Şimdi Devrimci Enternasyonalist Hareket (DEH) hayatta kaldı. Bu, geçmişin bir fenomeni haline geldi. NKP (Devrimci Maoist)’in, uzun deneyime sahip yoldaşları ve geçmişte DEH’e liderlik pozisyonları var. Ancak değişen koşullarda, yeni bir uluslararası embriyonik merkez inşa etmedeki rolleri hevesli ve aktif olmadı. Bunun yerine, ICOR ile ilişkilerini genişletmeye çalışıyor gibi görünüyorlar. Biplav liderliğindeki Komünist Parti bu konudan daha da habersiz. Görünüşe göre Uluslararası Komünist Hareket ile hiçbir alakaları yok. Bu konuda sadece Komünist Çekirdek Nepal daha hassas ve ciddi görünüyor. Proleter enternasyonalist ruh açısından bakıldığında, bu hoş bir durum değil. Karşılaştırıldığında, Avrupa ve Latin Amerika Maoist partilerinin aktivizmi daha takdir edilesi bir yerde durmaktadır.
İçinde bulunduğumuz zaman, Nepal’in ezilen halkı için en zorlu zamandır. Ülkenin durumu gün geçtikçe kötüye gidiyor. Ulusal bağımsızlık ve demokrasi sorunu her taraftan saldırıya uğradı. Yabancı güçler, özellikle Amerikan emperyalizmi, Hint yayılmacılığı ve Çin sosyal-emperyalizmi, çeşitli aldatmacalarla Nepal’deki varlıklarını genişletmek istiyorlar. Böyle bir durumda, ilerici ve devrimci güçler arasındaki birlik, hareketi yükseltmek için vazgeçilmez bir ihtiyaçtır. Maoist hareket içindeki bölünmenin ve parçalanmanın gericiler için rahat bir durum yarattığı gerçeğini ciddiye almalıyız. Bunun için de devrimciler arasındaki kutuplaşma ve yeniden yapılanma sürecine, ezilen halk arasında devrimci coşku ve güveni aşılayan yeni bir yön vermek gerekiyor.
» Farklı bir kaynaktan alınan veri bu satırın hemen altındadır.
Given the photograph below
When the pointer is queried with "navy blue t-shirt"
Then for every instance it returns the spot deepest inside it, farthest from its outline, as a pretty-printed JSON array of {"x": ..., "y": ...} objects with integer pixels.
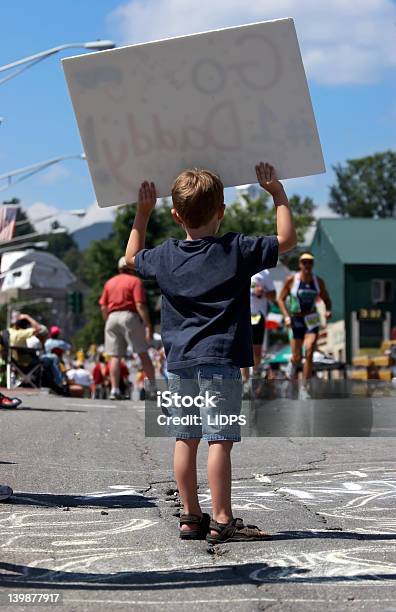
[{"x": 205, "y": 286}]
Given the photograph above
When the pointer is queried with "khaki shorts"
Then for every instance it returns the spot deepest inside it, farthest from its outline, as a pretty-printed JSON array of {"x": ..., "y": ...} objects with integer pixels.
[{"x": 124, "y": 328}]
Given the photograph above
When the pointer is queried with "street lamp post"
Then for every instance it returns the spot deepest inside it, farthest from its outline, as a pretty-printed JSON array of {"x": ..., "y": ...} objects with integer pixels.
[
  {"x": 22, "y": 174},
  {"x": 27, "y": 62}
]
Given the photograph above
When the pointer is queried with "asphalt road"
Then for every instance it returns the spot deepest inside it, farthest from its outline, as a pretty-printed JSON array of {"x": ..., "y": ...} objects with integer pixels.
[{"x": 91, "y": 517}]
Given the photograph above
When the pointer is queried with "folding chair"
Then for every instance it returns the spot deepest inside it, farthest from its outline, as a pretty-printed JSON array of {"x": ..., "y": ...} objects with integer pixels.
[{"x": 19, "y": 374}]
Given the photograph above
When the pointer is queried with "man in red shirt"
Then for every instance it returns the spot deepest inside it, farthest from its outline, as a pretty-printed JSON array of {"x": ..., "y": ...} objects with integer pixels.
[{"x": 123, "y": 305}]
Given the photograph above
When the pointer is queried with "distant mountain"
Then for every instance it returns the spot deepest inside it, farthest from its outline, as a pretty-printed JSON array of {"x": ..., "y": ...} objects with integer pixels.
[{"x": 96, "y": 231}]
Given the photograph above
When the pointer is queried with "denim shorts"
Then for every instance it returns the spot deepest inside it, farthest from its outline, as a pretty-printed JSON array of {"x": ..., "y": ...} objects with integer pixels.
[{"x": 221, "y": 388}]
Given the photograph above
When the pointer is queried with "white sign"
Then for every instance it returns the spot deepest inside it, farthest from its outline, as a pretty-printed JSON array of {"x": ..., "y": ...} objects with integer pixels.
[{"x": 221, "y": 100}]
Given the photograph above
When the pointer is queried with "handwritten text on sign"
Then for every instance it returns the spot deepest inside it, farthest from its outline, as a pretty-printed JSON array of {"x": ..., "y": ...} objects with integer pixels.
[{"x": 221, "y": 100}]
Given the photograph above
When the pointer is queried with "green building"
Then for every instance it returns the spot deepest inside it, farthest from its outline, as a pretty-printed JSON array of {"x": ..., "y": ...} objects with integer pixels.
[{"x": 357, "y": 260}]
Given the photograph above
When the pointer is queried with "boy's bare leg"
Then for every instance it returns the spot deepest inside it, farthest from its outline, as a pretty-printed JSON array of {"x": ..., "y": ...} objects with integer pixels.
[
  {"x": 115, "y": 372},
  {"x": 185, "y": 468},
  {"x": 245, "y": 373},
  {"x": 219, "y": 477}
]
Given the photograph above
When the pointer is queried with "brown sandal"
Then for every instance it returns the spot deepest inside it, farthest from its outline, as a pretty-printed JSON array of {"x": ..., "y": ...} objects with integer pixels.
[
  {"x": 200, "y": 532},
  {"x": 235, "y": 531}
]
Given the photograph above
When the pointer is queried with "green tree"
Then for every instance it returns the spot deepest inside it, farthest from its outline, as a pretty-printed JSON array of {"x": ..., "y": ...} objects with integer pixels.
[
  {"x": 257, "y": 216},
  {"x": 365, "y": 187}
]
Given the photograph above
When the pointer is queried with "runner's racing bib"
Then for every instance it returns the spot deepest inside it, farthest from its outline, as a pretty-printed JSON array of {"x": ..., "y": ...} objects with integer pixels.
[{"x": 312, "y": 320}]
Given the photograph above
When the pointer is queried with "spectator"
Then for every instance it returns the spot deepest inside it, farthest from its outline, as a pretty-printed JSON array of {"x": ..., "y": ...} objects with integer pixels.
[
  {"x": 54, "y": 344},
  {"x": 79, "y": 380},
  {"x": 24, "y": 327},
  {"x": 100, "y": 378},
  {"x": 123, "y": 305}
]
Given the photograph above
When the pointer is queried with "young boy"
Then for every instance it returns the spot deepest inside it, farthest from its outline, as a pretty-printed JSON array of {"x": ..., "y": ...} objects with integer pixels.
[{"x": 205, "y": 324}]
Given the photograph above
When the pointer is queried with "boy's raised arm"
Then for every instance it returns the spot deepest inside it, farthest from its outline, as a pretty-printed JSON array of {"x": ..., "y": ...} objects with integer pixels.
[
  {"x": 145, "y": 206},
  {"x": 286, "y": 232}
]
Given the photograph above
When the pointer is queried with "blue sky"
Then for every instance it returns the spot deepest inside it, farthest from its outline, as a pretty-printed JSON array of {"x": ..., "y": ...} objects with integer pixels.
[{"x": 349, "y": 54}]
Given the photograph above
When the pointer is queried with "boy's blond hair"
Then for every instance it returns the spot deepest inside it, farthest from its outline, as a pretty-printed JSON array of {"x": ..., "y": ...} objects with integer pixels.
[{"x": 197, "y": 195}]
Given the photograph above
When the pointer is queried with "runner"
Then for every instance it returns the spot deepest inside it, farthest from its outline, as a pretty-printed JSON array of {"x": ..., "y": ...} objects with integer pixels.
[
  {"x": 297, "y": 302},
  {"x": 262, "y": 289},
  {"x": 5, "y": 492}
]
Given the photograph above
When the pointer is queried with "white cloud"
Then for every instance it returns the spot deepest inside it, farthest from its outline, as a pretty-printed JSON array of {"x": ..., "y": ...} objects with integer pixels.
[
  {"x": 54, "y": 174},
  {"x": 93, "y": 214},
  {"x": 343, "y": 42}
]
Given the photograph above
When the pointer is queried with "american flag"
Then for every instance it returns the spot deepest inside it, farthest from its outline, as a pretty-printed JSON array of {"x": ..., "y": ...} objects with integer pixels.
[{"x": 7, "y": 222}]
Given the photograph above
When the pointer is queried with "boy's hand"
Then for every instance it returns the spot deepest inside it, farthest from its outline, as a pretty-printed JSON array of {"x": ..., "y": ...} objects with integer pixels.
[
  {"x": 147, "y": 198},
  {"x": 268, "y": 179}
]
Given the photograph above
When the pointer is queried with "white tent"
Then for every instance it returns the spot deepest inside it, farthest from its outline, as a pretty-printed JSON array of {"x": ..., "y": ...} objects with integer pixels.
[{"x": 30, "y": 269}]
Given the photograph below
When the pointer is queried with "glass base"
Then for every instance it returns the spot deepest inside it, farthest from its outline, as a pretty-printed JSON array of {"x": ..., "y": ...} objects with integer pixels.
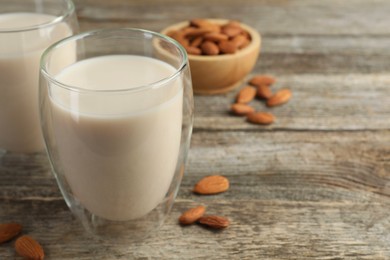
[{"x": 121, "y": 232}]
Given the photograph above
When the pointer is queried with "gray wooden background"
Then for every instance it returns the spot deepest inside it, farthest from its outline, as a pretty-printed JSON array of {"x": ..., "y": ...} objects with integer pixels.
[{"x": 314, "y": 185}]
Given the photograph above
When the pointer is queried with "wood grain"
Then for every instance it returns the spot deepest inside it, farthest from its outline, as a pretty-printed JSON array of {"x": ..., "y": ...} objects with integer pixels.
[{"x": 314, "y": 185}]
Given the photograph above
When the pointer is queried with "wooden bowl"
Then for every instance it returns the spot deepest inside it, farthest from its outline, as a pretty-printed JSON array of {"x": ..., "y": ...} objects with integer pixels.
[{"x": 221, "y": 73}]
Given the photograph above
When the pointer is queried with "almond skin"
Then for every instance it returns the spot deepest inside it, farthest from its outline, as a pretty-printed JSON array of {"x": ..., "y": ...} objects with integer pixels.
[
  {"x": 197, "y": 41},
  {"x": 212, "y": 185},
  {"x": 241, "y": 109},
  {"x": 193, "y": 50},
  {"x": 216, "y": 222},
  {"x": 29, "y": 248},
  {"x": 263, "y": 91},
  {"x": 8, "y": 231},
  {"x": 209, "y": 48},
  {"x": 215, "y": 37},
  {"x": 280, "y": 97},
  {"x": 246, "y": 95},
  {"x": 262, "y": 80},
  {"x": 261, "y": 118},
  {"x": 192, "y": 215},
  {"x": 239, "y": 41},
  {"x": 231, "y": 30},
  {"x": 227, "y": 47}
]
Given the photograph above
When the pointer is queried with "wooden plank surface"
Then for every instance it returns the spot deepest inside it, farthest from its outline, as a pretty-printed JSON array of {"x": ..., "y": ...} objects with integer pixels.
[{"x": 314, "y": 185}]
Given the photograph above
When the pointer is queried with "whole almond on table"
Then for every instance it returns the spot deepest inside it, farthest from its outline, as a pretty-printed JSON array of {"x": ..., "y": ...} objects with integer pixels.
[
  {"x": 212, "y": 185},
  {"x": 262, "y": 80},
  {"x": 213, "y": 221},
  {"x": 280, "y": 97},
  {"x": 246, "y": 95},
  {"x": 242, "y": 109},
  {"x": 192, "y": 215},
  {"x": 261, "y": 118},
  {"x": 264, "y": 91},
  {"x": 8, "y": 231},
  {"x": 29, "y": 248}
]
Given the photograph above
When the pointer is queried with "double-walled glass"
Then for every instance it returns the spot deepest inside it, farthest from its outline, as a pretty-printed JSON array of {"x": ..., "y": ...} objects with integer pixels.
[
  {"x": 116, "y": 109},
  {"x": 27, "y": 28}
]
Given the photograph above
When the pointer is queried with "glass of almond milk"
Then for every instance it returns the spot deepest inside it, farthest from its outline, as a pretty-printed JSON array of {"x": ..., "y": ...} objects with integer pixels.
[
  {"x": 27, "y": 28},
  {"x": 117, "y": 121}
]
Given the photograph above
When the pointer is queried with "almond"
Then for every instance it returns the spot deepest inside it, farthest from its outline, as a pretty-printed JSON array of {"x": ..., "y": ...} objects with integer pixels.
[
  {"x": 239, "y": 41},
  {"x": 227, "y": 47},
  {"x": 212, "y": 185},
  {"x": 193, "y": 32},
  {"x": 262, "y": 80},
  {"x": 234, "y": 23},
  {"x": 215, "y": 37},
  {"x": 179, "y": 37},
  {"x": 231, "y": 30},
  {"x": 193, "y": 50},
  {"x": 280, "y": 97},
  {"x": 213, "y": 221},
  {"x": 197, "y": 41},
  {"x": 8, "y": 231},
  {"x": 192, "y": 215},
  {"x": 264, "y": 91},
  {"x": 29, "y": 248},
  {"x": 246, "y": 94},
  {"x": 209, "y": 48},
  {"x": 199, "y": 23},
  {"x": 261, "y": 118},
  {"x": 242, "y": 109}
]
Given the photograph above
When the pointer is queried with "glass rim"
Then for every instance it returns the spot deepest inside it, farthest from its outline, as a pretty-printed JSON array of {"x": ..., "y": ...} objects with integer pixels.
[
  {"x": 70, "y": 9},
  {"x": 73, "y": 38}
]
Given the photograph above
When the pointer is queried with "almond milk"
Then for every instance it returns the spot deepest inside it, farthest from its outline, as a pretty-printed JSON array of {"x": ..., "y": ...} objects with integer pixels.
[
  {"x": 118, "y": 152},
  {"x": 19, "y": 72}
]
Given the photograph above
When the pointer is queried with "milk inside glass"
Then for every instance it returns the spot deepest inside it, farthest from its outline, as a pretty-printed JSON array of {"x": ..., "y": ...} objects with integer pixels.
[
  {"x": 20, "y": 53},
  {"x": 118, "y": 151}
]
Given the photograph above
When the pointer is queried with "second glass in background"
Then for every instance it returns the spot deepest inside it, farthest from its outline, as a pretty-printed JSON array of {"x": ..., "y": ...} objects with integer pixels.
[{"x": 27, "y": 28}]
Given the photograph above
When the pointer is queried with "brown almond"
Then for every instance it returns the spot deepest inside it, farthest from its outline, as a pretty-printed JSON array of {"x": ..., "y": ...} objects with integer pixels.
[
  {"x": 246, "y": 94},
  {"x": 280, "y": 97},
  {"x": 212, "y": 185},
  {"x": 8, "y": 231},
  {"x": 196, "y": 42},
  {"x": 193, "y": 50},
  {"x": 209, "y": 48},
  {"x": 262, "y": 80},
  {"x": 179, "y": 37},
  {"x": 264, "y": 91},
  {"x": 213, "y": 221},
  {"x": 192, "y": 215},
  {"x": 215, "y": 37},
  {"x": 234, "y": 23},
  {"x": 231, "y": 31},
  {"x": 239, "y": 41},
  {"x": 29, "y": 248},
  {"x": 194, "y": 32},
  {"x": 242, "y": 109},
  {"x": 227, "y": 47},
  {"x": 261, "y": 118},
  {"x": 198, "y": 22}
]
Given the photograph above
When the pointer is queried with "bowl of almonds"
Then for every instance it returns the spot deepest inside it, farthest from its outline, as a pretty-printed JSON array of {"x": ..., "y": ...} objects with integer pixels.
[{"x": 221, "y": 52}]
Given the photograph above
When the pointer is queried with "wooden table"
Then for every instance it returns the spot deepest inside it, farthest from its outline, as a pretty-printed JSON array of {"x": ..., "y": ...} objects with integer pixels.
[{"x": 313, "y": 185}]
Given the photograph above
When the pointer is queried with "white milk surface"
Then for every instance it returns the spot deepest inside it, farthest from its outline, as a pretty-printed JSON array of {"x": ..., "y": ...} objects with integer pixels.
[
  {"x": 118, "y": 152},
  {"x": 19, "y": 73}
]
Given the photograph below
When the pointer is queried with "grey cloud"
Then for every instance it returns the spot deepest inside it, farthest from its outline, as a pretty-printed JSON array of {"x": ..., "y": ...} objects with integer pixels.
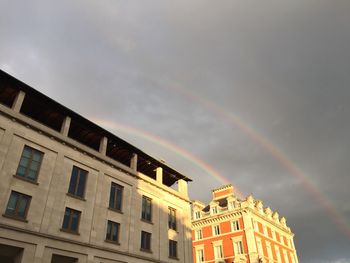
[{"x": 281, "y": 67}]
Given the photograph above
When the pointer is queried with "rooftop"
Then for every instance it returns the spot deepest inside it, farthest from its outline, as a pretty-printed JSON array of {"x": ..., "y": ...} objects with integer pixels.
[{"x": 52, "y": 114}]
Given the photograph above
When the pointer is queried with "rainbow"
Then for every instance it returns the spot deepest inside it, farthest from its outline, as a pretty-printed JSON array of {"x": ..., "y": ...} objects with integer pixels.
[
  {"x": 109, "y": 125},
  {"x": 280, "y": 156},
  {"x": 228, "y": 117}
]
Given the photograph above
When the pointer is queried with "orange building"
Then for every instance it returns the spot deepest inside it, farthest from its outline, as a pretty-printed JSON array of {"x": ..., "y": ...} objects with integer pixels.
[{"x": 232, "y": 230}]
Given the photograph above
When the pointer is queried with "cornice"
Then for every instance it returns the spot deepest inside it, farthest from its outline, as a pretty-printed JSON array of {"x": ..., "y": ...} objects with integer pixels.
[{"x": 217, "y": 218}]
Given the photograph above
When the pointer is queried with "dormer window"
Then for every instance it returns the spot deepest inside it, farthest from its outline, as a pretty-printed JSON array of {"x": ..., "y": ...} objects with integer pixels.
[{"x": 197, "y": 214}]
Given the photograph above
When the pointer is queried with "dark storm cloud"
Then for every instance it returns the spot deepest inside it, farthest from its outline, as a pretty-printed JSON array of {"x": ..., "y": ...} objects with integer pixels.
[{"x": 282, "y": 67}]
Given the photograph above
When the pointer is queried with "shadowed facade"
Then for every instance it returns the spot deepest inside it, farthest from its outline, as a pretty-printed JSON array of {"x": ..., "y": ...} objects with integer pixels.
[{"x": 71, "y": 191}]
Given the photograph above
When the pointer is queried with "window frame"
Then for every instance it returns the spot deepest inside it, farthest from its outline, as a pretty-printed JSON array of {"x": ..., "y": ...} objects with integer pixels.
[
  {"x": 214, "y": 230},
  {"x": 19, "y": 197},
  {"x": 221, "y": 256},
  {"x": 113, "y": 224},
  {"x": 30, "y": 161},
  {"x": 235, "y": 226},
  {"x": 144, "y": 213},
  {"x": 238, "y": 247},
  {"x": 197, "y": 235},
  {"x": 197, "y": 214},
  {"x": 117, "y": 187},
  {"x": 69, "y": 229},
  {"x": 172, "y": 245},
  {"x": 200, "y": 255},
  {"x": 172, "y": 220},
  {"x": 147, "y": 237},
  {"x": 77, "y": 181}
]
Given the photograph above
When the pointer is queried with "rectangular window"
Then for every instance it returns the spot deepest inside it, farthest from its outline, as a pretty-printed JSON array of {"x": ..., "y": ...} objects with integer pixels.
[
  {"x": 172, "y": 218},
  {"x": 278, "y": 254},
  {"x": 198, "y": 234},
  {"x": 77, "y": 182},
  {"x": 235, "y": 225},
  {"x": 113, "y": 231},
  {"x": 172, "y": 248},
  {"x": 145, "y": 241},
  {"x": 71, "y": 220},
  {"x": 200, "y": 255},
  {"x": 218, "y": 252},
  {"x": 269, "y": 250},
  {"x": 260, "y": 248},
  {"x": 115, "y": 197},
  {"x": 18, "y": 205},
  {"x": 146, "y": 209},
  {"x": 216, "y": 230},
  {"x": 29, "y": 164},
  {"x": 238, "y": 247}
]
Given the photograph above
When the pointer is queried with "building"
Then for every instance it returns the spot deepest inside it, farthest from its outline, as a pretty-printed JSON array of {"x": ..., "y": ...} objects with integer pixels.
[
  {"x": 71, "y": 191},
  {"x": 233, "y": 230}
]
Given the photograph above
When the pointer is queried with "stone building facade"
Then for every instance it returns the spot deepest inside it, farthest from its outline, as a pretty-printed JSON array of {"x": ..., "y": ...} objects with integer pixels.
[
  {"x": 232, "y": 230},
  {"x": 71, "y": 191}
]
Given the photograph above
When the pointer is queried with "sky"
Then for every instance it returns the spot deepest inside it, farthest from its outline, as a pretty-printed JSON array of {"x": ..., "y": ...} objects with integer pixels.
[{"x": 253, "y": 93}]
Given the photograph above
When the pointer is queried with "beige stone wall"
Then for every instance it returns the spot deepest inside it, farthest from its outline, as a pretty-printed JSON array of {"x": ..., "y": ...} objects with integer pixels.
[{"x": 41, "y": 236}]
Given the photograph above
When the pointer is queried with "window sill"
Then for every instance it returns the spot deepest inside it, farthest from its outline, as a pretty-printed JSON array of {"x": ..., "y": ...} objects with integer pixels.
[
  {"x": 25, "y": 179},
  {"x": 112, "y": 242},
  {"x": 146, "y": 221},
  {"x": 146, "y": 250},
  {"x": 70, "y": 231},
  {"x": 76, "y": 197},
  {"x": 15, "y": 218},
  {"x": 115, "y": 210}
]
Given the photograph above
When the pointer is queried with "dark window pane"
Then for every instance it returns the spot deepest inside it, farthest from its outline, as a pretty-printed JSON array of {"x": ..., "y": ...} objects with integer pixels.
[
  {"x": 71, "y": 219},
  {"x": 81, "y": 184},
  {"x": 73, "y": 181},
  {"x": 30, "y": 163},
  {"x": 109, "y": 231},
  {"x": 145, "y": 240},
  {"x": 77, "y": 182},
  {"x": 22, "y": 207},
  {"x": 11, "y": 206},
  {"x": 112, "y": 231},
  {"x": 66, "y": 219},
  {"x": 146, "y": 209},
  {"x": 172, "y": 248},
  {"x": 18, "y": 204},
  {"x": 75, "y": 221},
  {"x": 111, "y": 197},
  {"x": 115, "y": 232}
]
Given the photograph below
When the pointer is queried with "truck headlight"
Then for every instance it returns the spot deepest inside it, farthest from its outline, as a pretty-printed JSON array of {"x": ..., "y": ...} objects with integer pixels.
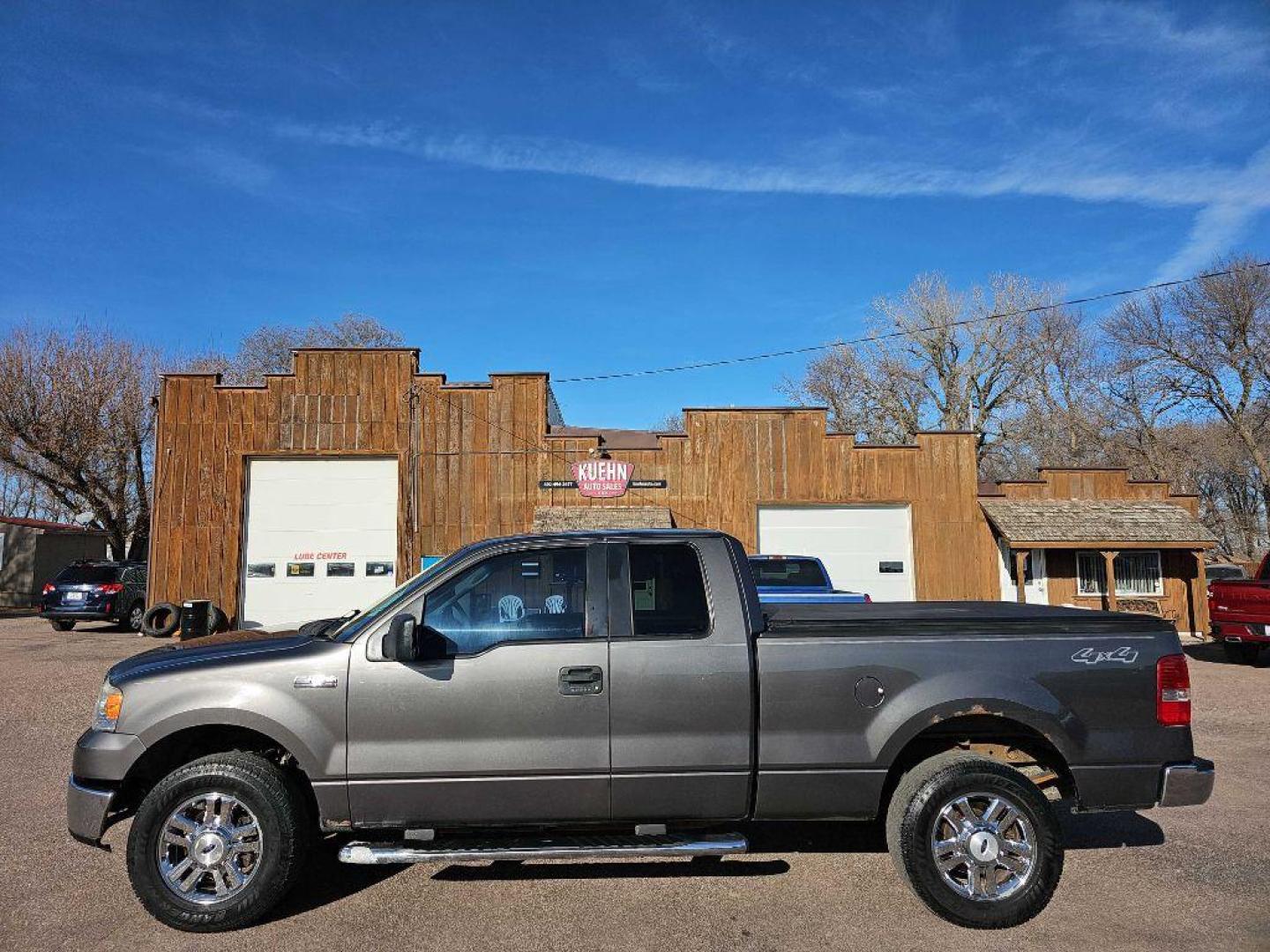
[{"x": 109, "y": 703}]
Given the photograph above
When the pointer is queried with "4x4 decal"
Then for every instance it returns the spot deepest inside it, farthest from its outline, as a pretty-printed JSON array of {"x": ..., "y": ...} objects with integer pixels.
[{"x": 1087, "y": 655}]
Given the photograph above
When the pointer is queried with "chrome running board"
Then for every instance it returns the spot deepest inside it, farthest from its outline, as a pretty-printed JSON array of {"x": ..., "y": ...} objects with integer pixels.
[{"x": 545, "y": 848}]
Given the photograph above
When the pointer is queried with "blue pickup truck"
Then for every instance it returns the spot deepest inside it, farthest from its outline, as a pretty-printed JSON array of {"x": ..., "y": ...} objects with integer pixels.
[{"x": 798, "y": 580}]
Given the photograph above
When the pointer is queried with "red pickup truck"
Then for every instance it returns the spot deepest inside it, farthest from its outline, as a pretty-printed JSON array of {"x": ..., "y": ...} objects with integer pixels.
[{"x": 1240, "y": 611}]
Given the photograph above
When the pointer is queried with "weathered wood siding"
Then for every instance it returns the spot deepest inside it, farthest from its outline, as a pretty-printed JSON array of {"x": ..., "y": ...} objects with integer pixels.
[{"x": 471, "y": 456}]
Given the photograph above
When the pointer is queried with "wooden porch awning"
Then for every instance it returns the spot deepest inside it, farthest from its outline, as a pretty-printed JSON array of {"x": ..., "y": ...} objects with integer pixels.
[
  {"x": 574, "y": 518},
  {"x": 1093, "y": 524}
]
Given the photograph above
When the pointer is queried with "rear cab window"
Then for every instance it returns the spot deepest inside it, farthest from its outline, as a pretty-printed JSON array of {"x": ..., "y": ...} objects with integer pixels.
[
  {"x": 536, "y": 594},
  {"x": 669, "y": 591},
  {"x": 788, "y": 573}
]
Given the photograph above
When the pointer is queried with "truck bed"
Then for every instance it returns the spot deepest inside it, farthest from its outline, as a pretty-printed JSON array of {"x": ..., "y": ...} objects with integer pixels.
[{"x": 891, "y": 619}]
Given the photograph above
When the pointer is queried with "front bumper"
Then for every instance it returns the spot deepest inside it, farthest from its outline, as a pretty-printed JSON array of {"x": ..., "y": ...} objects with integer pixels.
[
  {"x": 1188, "y": 785},
  {"x": 86, "y": 810},
  {"x": 101, "y": 761}
]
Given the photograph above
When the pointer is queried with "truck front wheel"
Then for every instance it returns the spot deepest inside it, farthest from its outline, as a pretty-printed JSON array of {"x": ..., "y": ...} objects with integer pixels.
[
  {"x": 217, "y": 843},
  {"x": 975, "y": 841}
]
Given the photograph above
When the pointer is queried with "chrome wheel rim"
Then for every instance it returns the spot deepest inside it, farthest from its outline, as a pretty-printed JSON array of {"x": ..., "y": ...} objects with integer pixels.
[
  {"x": 983, "y": 845},
  {"x": 210, "y": 848}
]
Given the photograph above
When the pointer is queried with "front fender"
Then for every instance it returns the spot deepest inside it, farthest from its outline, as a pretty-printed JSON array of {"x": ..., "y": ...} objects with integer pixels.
[{"x": 295, "y": 698}]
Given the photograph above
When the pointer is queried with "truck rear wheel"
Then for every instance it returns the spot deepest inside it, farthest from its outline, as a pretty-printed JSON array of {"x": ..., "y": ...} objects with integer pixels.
[
  {"x": 217, "y": 843},
  {"x": 975, "y": 841}
]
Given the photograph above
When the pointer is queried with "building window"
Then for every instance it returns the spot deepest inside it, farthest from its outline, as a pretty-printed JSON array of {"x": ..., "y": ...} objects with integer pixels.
[{"x": 1136, "y": 574}]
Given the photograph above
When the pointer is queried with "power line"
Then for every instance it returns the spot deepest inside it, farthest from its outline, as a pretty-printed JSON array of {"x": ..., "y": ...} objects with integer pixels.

Böyle bir durumda, her parti ve örgüt içindeki devrimci liderlerin ve kadroların, partinin belirsiz siyasi çizgisine, tekdüze ve basmakalıp çalışma tarzına karşı ideolojik bir mücadele vermesi çok mantıklı geliyor. Özellikle, Biplav liderliğindeki Nepal Komünist Partisi, “birleşik devrimi” benimsedikleri için kendi siyasi çizgisini tekrar düşünmelidir. Partinin ideolojik ve siyasi çizgisi doğru değilse, o zaman devrimden bahsetmenin bir anlamı yoktur. Mao, ideolojik ve siyasi çizginin doğruluğunun veya yanlışlığının her şeye karar verdiğini ifade etmişti. Benzer şekilde, NKP-Biplav Yeni Demokratik Devrim çizgisini terk etti. Nepal toplumunun hala yarı-feodal ve yarı-sömürge bir durumda olduğu açık bir şekilde ortaya konmalıdır. Nepal devriminin karakteri “Yeni Demokratik”tir. Bunlar çözümlenmesi elzem meselelerdir.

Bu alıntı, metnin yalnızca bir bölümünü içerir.